The report analyses the situation since November 2018. The document shows that since the last report, the European Commission has had to raise a number of times rule of law-related concerns with the Romanian authorities in relation to developments on judicial reforms and the fight against corruption. On each of these occasions, the Commission has confirmed backtracking from the progress made in previous years and this evolution is a source of great concerns.
“The Commission regrets that Romania did not engage with the additional recommendations made in November 2018, which were fully in line with the positions of the other institutions. These recommendations need to be followed if the reform process is to be put back on track and the path towards the conclusion of the CVM, as set out in the January 2017 report, resumed. The Commission is confident that Romania could give a new momentum to fulfilling the objectives of the CVM, and stands ready to help the Romanian authorities to this end. The Commission will continue to follow developments closely through the CVM,” reads the EC release regarding the report.
The Commission welcomed the fact that in June the Romanian Government expressed a wish to reset the approach. It notes that an effort has been made to invest in new consultation and dialogue with the judiciary. The Commission is looking forward to transposing this commitment into concrete legislation and other measures. Progress will require concrete steps – both legislative and administrative – to address the recommendations summarised in this report.
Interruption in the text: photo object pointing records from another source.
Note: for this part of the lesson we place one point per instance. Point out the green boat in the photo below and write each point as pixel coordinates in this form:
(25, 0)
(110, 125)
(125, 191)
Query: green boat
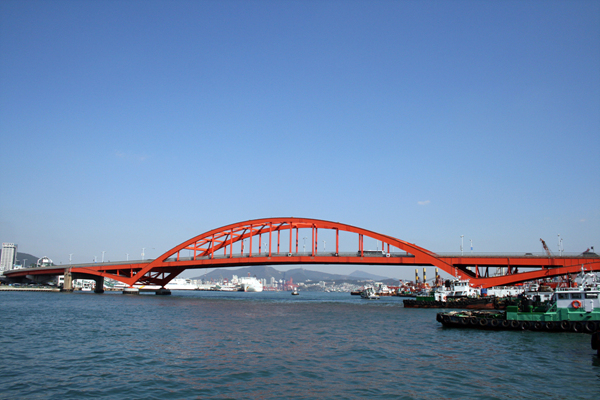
(569, 310)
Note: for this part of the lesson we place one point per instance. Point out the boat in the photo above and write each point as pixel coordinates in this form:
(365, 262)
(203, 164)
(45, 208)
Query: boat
(181, 284)
(250, 284)
(575, 309)
(369, 294)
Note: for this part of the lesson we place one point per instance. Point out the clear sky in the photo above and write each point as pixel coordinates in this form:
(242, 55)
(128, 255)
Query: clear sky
(140, 124)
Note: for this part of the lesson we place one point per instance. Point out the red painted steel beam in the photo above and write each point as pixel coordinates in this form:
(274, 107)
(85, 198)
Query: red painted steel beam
(206, 245)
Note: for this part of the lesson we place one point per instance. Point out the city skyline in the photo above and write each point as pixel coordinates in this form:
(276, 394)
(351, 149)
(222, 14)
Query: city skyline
(139, 125)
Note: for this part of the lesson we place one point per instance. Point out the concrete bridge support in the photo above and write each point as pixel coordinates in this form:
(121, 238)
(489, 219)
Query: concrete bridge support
(68, 282)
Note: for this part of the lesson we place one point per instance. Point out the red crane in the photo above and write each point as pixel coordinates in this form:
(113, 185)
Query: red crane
(546, 247)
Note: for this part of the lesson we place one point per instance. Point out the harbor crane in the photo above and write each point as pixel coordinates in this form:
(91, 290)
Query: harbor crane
(546, 247)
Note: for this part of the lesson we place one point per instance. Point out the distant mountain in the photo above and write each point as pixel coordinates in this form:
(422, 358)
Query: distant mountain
(297, 275)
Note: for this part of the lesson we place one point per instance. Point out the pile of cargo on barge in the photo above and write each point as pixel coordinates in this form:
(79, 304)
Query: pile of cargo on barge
(569, 310)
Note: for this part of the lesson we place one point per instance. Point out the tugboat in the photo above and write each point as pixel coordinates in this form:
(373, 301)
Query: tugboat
(569, 310)
(459, 294)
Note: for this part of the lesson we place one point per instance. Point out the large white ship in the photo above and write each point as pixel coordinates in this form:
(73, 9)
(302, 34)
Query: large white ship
(181, 284)
(250, 284)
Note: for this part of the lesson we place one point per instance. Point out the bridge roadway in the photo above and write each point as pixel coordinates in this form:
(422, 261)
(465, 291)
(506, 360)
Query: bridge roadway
(477, 264)
(215, 249)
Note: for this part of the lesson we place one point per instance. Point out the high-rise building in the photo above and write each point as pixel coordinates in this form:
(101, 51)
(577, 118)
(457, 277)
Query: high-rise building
(9, 256)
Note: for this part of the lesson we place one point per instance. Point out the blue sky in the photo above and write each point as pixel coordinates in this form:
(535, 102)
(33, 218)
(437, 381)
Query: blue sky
(139, 124)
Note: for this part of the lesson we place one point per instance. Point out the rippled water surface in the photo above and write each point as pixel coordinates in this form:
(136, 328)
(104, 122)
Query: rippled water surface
(273, 345)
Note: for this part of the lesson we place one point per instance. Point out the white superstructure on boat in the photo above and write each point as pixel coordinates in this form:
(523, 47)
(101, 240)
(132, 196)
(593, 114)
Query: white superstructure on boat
(181, 284)
(250, 284)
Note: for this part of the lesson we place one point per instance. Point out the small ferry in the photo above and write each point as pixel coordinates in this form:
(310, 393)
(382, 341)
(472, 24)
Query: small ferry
(570, 309)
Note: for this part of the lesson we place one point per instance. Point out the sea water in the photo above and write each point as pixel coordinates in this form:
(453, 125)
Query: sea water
(271, 345)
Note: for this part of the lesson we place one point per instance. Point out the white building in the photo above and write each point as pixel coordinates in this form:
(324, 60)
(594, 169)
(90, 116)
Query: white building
(9, 257)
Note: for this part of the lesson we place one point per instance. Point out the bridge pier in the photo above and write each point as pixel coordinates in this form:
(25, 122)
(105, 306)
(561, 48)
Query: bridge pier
(99, 284)
(68, 281)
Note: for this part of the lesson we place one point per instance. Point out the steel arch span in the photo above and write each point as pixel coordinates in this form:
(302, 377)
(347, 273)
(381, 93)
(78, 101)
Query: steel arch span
(236, 245)
(215, 248)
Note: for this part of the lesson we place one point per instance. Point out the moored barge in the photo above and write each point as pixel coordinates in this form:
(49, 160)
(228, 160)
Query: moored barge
(569, 310)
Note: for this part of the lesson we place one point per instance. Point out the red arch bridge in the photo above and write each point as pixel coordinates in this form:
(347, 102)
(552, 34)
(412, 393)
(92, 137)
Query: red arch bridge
(276, 241)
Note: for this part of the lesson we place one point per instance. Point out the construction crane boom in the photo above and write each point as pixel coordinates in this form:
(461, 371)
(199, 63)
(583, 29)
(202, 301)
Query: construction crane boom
(546, 247)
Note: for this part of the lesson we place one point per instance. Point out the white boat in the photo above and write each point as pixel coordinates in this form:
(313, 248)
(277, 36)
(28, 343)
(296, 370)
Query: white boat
(455, 288)
(181, 284)
(250, 284)
(369, 294)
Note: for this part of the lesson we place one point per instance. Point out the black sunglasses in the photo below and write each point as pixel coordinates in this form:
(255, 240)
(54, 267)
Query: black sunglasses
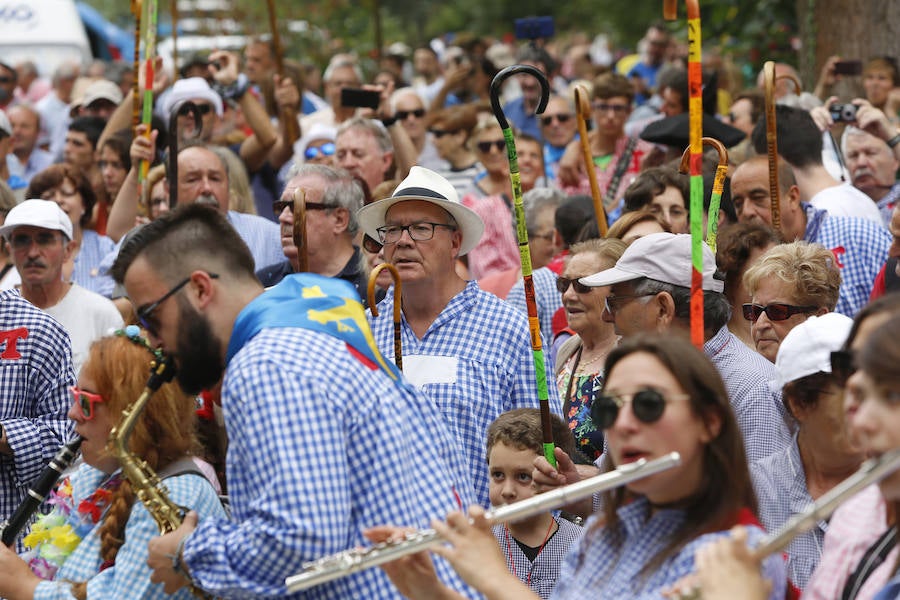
(486, 146)
(648, 406)
(843, 365)
(402, 115)
(776, 311)
(563, 283)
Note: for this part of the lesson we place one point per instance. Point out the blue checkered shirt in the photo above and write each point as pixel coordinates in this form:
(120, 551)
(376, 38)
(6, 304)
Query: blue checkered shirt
(261, 235)
(756, 400)
(129, 577)
(88, 272)
(780, 484)
(495, 371)
(547, 297)
(597, 568)
(860, 248)
(542, 573)
(321, 447)
(35, 373)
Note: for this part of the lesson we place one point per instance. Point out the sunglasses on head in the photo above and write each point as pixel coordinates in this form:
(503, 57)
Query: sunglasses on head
(86, 402)
(648, 405)
(314, 152)
(776, 311)
(485, 147)
(843, 365)
(402, 115)
(562, 118)
(563, 283)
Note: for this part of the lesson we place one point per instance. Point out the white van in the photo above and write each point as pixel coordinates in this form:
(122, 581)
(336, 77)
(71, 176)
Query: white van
(47, 32)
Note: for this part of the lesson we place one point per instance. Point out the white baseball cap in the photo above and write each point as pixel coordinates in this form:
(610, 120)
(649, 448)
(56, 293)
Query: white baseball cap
(664, 257)
(426, 185)
(37, 213)
(807, 348)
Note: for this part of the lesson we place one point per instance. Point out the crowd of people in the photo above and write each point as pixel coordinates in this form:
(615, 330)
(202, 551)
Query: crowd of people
(235, 234)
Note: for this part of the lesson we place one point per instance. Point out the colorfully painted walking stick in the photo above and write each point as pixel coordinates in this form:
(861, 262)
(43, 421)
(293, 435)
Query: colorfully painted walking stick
(288, 114)
(583, 113)
(522, 236)
(715, 200)
(299, 230)
(695, 110)
(180, 108)
(398, 359)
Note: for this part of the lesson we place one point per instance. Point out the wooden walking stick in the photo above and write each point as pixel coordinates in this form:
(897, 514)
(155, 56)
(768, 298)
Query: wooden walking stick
(695, 111)
(373, 307)
(299, 230)
(583, 113)
(288, 114)
(522, 235)
(715, 200)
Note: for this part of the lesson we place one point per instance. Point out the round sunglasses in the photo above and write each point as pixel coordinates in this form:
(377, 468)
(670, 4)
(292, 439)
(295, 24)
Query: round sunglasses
(85, 401)
(648, 405)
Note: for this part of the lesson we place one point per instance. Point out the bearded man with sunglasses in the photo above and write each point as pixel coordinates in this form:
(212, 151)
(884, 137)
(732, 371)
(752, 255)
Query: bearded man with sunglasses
(39, 234)
(650, 291)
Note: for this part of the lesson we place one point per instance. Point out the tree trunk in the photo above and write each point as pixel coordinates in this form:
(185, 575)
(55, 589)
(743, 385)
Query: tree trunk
(853, 29)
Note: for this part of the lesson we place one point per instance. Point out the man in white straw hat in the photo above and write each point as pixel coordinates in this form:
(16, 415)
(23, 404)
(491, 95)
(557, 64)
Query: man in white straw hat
(466, 348)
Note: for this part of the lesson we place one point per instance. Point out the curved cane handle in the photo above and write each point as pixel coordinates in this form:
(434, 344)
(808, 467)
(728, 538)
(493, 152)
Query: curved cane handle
(398, 359)
(180, 108)
(505, 74)
(772, 144)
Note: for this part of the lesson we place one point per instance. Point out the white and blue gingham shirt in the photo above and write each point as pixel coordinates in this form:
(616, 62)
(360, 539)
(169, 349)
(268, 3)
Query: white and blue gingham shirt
(541, 574)
(129, 577)
(547, 298)
(489, 342)
(597, 568)
(321, 447)
(780, 484)
(860, 248)
(35, 374)
(88, 271)
(756, 400)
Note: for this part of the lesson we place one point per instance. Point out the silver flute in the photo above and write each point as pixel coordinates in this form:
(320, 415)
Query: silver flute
(351, 561)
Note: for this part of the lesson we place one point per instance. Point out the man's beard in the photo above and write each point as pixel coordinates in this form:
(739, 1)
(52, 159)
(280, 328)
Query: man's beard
(198, 351)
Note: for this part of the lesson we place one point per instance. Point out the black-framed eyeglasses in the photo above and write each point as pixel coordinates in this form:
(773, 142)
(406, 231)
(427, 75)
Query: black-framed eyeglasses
(279, 205)
(314, 152)
(648, 405)
(420, 231)
(561, 117)
(614, 303)
(144, 313)
(371, 245)
(843, 365)
(44, 239)
(402, 115)
(563, 283)
(485, 147)
(777, 311)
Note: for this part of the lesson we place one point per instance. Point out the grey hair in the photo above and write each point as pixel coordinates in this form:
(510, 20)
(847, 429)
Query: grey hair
(536, 200)
(341, 190)
(716, 310)
(375, 127)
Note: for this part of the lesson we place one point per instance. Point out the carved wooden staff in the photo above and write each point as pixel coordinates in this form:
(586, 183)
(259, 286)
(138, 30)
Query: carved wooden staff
(534, 325)
(695, 111)
(712, 224)
(288, 114)
(583, 113)
(398, 360)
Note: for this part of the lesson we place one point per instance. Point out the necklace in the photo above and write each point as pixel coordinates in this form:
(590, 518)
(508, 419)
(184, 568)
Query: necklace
(512, 564)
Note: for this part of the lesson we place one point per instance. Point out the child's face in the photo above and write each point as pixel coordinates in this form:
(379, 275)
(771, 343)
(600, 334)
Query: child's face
(509, 471)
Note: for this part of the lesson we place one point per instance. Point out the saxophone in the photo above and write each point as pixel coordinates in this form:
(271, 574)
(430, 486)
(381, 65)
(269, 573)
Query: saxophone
(144, 481)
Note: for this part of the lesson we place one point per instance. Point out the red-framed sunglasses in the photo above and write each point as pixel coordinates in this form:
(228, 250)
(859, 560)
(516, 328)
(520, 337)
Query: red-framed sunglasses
(86, 401)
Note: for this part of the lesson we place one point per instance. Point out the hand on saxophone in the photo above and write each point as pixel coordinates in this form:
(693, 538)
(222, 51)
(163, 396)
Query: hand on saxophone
(165, 556)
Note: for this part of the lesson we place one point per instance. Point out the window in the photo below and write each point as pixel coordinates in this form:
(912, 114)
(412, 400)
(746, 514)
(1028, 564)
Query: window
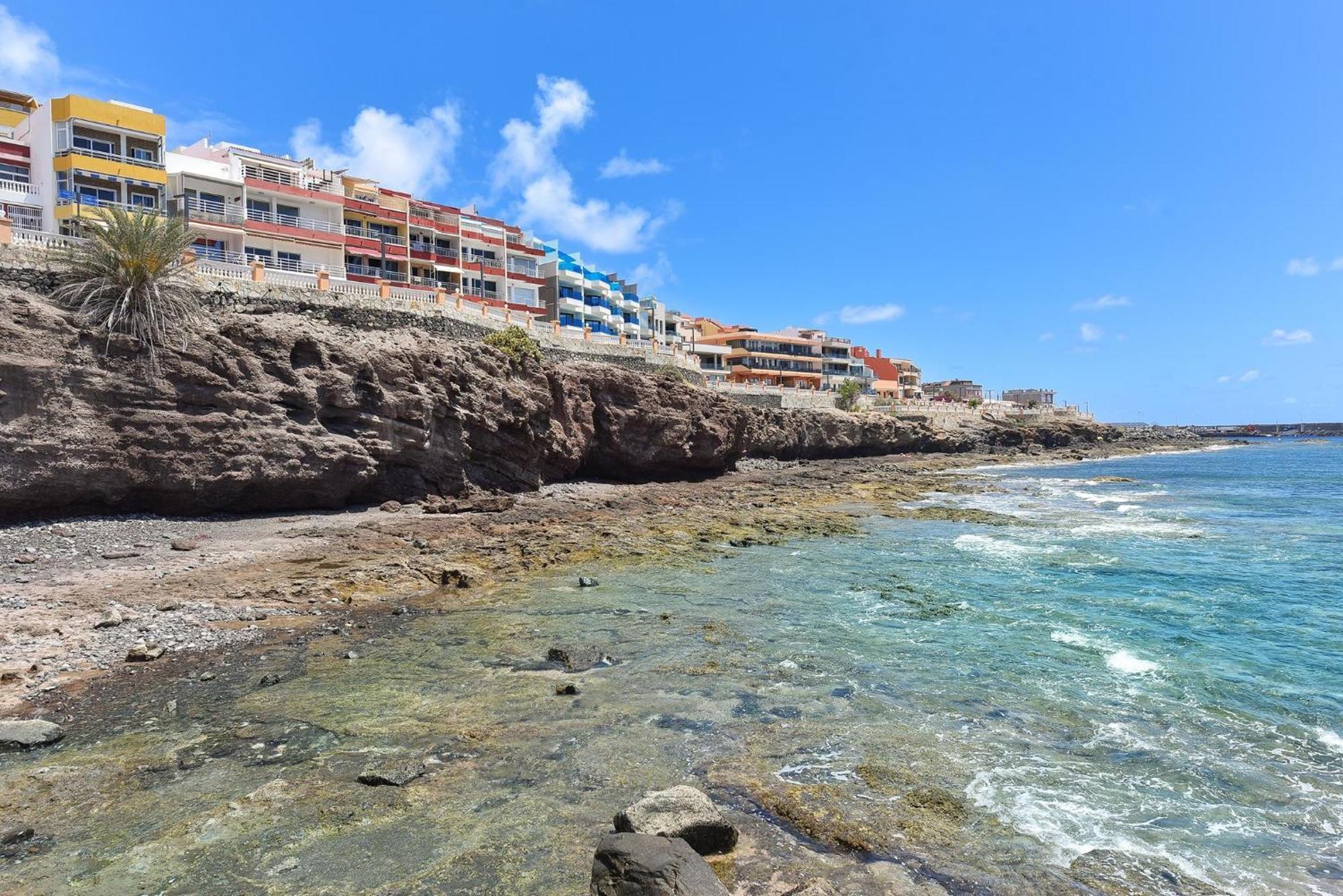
(210, 248)
(95, 195)
(93, 145)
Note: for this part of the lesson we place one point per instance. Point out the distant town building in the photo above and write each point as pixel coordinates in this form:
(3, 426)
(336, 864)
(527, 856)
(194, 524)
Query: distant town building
(958, 389)
(1029, 397)
(894, 377)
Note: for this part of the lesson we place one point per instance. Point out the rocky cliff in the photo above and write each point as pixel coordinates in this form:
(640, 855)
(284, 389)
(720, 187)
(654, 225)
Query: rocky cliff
(275, 411)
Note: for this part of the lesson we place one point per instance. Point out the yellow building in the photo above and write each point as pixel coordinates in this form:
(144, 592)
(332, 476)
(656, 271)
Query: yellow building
(89, 154)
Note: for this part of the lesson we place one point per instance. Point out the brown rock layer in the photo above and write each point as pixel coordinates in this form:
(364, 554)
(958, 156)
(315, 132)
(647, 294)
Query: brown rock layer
(269, 412)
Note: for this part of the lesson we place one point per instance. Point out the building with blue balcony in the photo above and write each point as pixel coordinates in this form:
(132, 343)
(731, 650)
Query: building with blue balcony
(581, 297)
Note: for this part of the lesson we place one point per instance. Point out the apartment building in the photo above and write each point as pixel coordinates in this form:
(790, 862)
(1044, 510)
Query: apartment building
(894, 377)
(19, 200)
(88, 154)
(957, 389)
(806, 358)
(248, 205)
(582, 298)
(1029, 397)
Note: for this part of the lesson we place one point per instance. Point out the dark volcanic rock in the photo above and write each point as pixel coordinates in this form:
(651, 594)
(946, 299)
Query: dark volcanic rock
(680, 812)
(580, 659)
(394, 773)
(647, 866)
(275, 411)
(21, 734)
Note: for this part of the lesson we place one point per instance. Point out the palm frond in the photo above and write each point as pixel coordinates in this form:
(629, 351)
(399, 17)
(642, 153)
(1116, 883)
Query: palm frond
(128, 277)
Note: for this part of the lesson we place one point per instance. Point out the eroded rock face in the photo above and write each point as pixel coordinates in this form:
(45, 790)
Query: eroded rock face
(275, 411)
(680, 812)
(647, 866)
(24, 734)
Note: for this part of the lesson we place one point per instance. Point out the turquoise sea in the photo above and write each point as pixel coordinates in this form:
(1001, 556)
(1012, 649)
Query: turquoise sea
(1168, 658)
(1126, 687)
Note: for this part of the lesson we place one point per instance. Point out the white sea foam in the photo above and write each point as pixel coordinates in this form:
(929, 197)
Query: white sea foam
(1076, 639)
(1130, 664)
(1001, 548)
(1148, 528)
(1067, 824)
(1330, 740)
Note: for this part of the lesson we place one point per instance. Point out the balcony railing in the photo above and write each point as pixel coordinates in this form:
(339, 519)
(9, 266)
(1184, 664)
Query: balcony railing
(291, 179)
(359, 270)
(297, 266)
(371, 235)
(104, 203)
(480, 293)
(19, 187)
(292, 220)
(111, 157)
(212, 211)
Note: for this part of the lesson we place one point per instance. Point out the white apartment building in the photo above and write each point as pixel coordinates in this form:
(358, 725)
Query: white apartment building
(248, 205)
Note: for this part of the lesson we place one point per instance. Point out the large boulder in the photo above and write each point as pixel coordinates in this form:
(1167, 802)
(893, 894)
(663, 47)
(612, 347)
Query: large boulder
(680, 812)
(21, 734)
(644, 866)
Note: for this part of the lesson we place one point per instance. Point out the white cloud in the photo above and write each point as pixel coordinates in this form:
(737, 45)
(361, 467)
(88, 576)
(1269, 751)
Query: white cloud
(625, 166)
(871, 313)
(402, 154)
(1285, 337)
(655, 277)
(549, 201)
(29, 58)
(1103, 302)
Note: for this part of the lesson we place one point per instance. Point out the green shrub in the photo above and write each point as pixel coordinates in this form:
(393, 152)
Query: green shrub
(515, 342)
(128, 277)
(847, 396)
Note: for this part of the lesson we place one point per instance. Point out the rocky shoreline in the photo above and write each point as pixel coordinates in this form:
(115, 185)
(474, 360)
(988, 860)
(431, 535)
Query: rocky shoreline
(237, 593)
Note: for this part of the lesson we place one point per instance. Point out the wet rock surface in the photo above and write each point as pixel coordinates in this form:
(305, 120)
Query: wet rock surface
(24, 734)
(645, 866)
(680, 812)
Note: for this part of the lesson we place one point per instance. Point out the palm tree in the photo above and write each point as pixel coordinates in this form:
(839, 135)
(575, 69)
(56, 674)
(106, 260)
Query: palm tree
(130, 277)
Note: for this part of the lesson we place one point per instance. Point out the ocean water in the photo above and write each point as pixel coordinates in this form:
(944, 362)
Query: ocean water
(1130, 686)
(1169, 654)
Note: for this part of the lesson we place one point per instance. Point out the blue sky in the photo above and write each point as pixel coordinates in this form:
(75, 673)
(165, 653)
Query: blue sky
(1136, 204)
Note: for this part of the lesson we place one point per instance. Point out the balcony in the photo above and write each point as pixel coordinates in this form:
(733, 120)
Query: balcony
(214, 254)
(293, 180)
(475, 263)
(292, 220)
(391, 239)
(199, 209)
(18, 188)
(377, 272)
(89, 204)
(111, 157)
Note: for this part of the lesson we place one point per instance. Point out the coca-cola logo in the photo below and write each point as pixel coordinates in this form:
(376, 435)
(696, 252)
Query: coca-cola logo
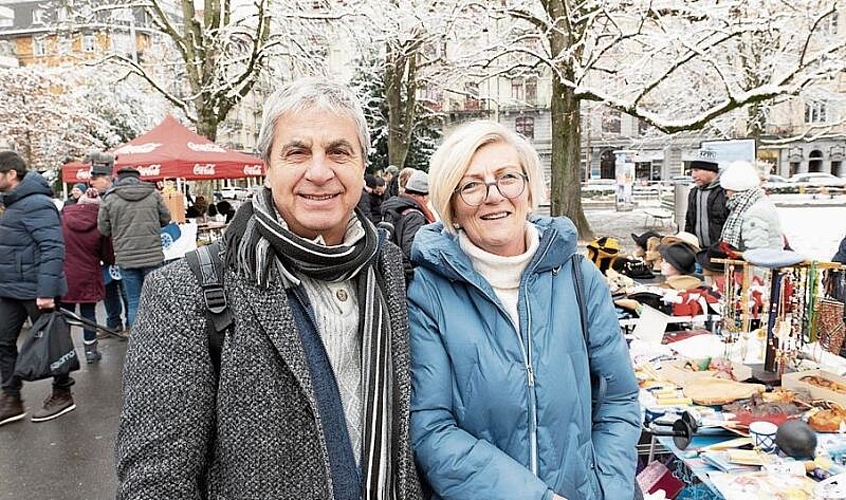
(204, 168)
(208, 147)
(150, 170)
(254, 170)
(133, 149)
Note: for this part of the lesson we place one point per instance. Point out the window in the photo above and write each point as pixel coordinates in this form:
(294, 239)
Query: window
(816, 112)
(829, 25)
(517, 89)
(611, 121)
(37, 16)
(64, 45)
(38, 48)
(89, 43)
(532, 91)
(471, 96)
(525, 126)
(123, 44)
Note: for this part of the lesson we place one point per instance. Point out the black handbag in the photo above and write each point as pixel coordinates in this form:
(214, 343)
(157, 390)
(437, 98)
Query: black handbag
(48, 351)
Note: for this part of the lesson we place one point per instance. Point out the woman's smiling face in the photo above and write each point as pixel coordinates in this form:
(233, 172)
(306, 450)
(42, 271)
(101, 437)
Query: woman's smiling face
(498, 225)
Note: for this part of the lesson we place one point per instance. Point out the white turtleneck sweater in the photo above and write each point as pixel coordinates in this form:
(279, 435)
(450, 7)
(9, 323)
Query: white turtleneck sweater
(503, 273)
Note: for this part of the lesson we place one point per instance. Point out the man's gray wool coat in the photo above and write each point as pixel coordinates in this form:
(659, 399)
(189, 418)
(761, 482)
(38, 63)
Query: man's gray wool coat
(269, 441)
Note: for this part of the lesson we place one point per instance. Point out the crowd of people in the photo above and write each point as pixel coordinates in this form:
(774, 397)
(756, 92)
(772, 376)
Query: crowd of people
(479, 356)
(99, 247)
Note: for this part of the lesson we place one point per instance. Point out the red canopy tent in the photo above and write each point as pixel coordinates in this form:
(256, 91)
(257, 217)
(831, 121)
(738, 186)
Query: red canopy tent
(171, 150)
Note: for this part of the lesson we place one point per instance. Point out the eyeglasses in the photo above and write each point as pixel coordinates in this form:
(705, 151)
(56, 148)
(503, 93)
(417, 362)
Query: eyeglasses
(510, 186)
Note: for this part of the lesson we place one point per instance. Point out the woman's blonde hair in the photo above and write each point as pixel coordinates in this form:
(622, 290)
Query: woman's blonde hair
(450, 162)
(403, 177)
“The key institutions of Romania need to collectively demonstrate a strong commitment to judicial independence and the fight against corruption, and to ensure the effectiveness of national safeguards and checks and balances,” reads the release.
In the November 2018 Report, the European Commission concluded that developments in Romania had called into question the irreversibility of progress. As a result, the 12 recommendations set out in the January 2017 report were no longer sufficient to close the CVM and eight additional recommendations had to be made.
Both the European Parliament and the Council endorsed this view. The European Parliament issued a resolution calling for cooperation and citing the risk to the rule of law. The Council Conclusions of December 2018 specifically called on Romania to implement the additional recommendations.
Dismissed PM: CVM betrays discrimination against Romania and Bulgaria
Dismissed Prime Minister Viorica Dancila said on Tuesday that the Co-operation and Verification Mechanism (CVM), under which the European Commission verifies Romania’s and Bulgaria’s progress with judiciary reform and the fight against corruption, “betrays discrimination against Romania and Bulgaria.”
Dancila said in Botosani that the monitoring process to which Romania and Bulgaria have been subjected has to be either abolished or extended to all the member states of the European Union.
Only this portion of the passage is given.